As we told the story represented by our example Cause and Effect Diagram, it was easy to see the points at which controls were missing. The following is the story again with text in bold that point to missing controls.
The security team created a more secure baseline configuration. Without testing the new configuration, a change was made to the AR Server. This resulted in a corrupt operating system on the AR Server. The corrupted state of the system went undetected since no validation process was executed to ensure proper operation of the AR Server. When the operators ran the AR process in the corrupted environment, the AR process failed. Since there were no automated tools or manual checkpoints to monitor the health of the AR process, the operators were unaware that the process had stopped. Because no action was taken that would have resulted in a successful recovery of the AR system, no checks were printed.
If you compare the missing controls identified in the second iteration of the story, you’ll see that they are closely related to the conditions identified in the diagram. This is no accident. In most cases, the most effective way to stop an unwanted chain of events is to eliminate one or more unwanted conditions. In our example, no controls existed. We inserted recommended controls in Figure 1B we will use to create our action plan.

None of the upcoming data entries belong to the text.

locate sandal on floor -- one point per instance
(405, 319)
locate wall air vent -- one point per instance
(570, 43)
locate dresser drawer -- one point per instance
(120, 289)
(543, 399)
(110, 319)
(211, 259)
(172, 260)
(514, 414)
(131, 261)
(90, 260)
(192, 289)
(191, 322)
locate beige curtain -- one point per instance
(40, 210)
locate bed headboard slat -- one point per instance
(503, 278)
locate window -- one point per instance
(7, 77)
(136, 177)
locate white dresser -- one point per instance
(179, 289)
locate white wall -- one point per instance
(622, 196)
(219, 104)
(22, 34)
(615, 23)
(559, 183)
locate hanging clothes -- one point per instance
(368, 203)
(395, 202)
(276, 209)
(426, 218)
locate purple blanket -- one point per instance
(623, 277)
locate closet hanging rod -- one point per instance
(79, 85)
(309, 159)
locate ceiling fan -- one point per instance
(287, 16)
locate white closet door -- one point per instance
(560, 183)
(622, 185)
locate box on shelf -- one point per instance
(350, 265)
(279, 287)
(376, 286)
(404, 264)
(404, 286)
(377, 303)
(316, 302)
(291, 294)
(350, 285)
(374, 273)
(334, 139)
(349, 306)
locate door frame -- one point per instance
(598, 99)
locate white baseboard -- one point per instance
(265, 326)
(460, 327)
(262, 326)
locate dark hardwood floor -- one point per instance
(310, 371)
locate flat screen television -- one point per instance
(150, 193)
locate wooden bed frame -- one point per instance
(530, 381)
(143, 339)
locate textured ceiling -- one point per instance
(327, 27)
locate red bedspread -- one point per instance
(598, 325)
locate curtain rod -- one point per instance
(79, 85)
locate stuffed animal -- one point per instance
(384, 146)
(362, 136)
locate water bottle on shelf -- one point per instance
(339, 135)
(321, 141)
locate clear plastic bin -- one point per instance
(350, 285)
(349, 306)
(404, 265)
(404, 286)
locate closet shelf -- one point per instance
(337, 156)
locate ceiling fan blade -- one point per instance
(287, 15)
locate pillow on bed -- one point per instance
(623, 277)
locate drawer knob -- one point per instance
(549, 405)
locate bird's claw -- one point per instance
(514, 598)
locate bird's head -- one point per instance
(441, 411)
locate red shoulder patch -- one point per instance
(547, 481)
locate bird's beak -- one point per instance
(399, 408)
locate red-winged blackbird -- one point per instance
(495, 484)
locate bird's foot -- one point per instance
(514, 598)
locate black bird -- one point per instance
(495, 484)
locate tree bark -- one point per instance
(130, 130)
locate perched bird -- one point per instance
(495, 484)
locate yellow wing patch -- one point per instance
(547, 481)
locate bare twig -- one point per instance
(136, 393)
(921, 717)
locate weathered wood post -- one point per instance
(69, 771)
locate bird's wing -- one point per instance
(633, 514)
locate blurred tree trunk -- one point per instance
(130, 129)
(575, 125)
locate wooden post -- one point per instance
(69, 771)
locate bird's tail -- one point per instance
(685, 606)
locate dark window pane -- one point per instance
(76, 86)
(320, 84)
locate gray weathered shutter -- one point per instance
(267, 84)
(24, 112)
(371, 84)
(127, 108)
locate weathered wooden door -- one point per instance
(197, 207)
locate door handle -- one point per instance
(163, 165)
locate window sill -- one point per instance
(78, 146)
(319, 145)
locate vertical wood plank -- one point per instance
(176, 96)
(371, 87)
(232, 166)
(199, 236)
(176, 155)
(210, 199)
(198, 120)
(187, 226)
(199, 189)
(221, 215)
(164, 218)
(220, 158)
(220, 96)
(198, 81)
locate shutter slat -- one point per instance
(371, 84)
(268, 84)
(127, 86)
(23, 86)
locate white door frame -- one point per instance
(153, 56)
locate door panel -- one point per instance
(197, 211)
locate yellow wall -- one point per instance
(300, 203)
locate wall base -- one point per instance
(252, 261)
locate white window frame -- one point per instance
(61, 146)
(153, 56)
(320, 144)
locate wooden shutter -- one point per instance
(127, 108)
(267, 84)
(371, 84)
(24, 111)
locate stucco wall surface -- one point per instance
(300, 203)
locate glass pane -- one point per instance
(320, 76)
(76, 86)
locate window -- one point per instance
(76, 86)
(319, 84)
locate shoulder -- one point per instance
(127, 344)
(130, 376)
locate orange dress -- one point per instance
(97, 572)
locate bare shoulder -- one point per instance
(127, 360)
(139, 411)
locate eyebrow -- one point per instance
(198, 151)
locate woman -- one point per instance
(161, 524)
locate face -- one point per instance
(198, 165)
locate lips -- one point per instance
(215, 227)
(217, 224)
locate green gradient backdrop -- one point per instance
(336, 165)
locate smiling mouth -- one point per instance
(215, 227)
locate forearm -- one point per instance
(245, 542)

An action plan is the final product of an incident response. In our example, I would recommend two items for the action plan. First, I would plan for the implementation of a Change Management Process. Change management is a good way to implement change into a production environment while ensuring a low probability that the change will interrupt service delivery. If the engineers in our example followed change management best practices, they would test the change before moving it to production. Further, they would execute a validation process to make sure the AR Server is functioning properly. If the change caused a problem, the engineers would execute a back out process to return the server to its original state. All of these processes should be documented and tested BEFORE the change is made to production.
Second, I would plan for the implementation of either manual or automated processes to track the execution of production jobs. This is another best practice that was missing from our example environment.
This is a very simple representation of how to approach an AAR. Your organization’s culture, management hierarchy, and the nature of each incident will affect the way you approach incident reviews.
Incident management is a key part of an organization’s efforts to maintain accurate, on time service delivery. Building an incident management capability requires careful preparation, complete documentation, and the formation and training of IRTs. Testing incident response scenarios is just as important as testing recovery from potential declared disasters.
The steps in responding to an incident are detection, containment, eradication, and management. The use of cause and effect diagrams to map the course of an incident and the efforts to recover from its effects is an important tool for identifying weak or missing controls. The use of a cause and effect diagram, as part of an overall AAR, leads to the creation and execution of an action plan designed to strengthen an organization’s ability to prevent significant adverse business impact.
Gano, D. L. (1999). Apollo root cause analysis: a new way of thinking. Apollonian Publications.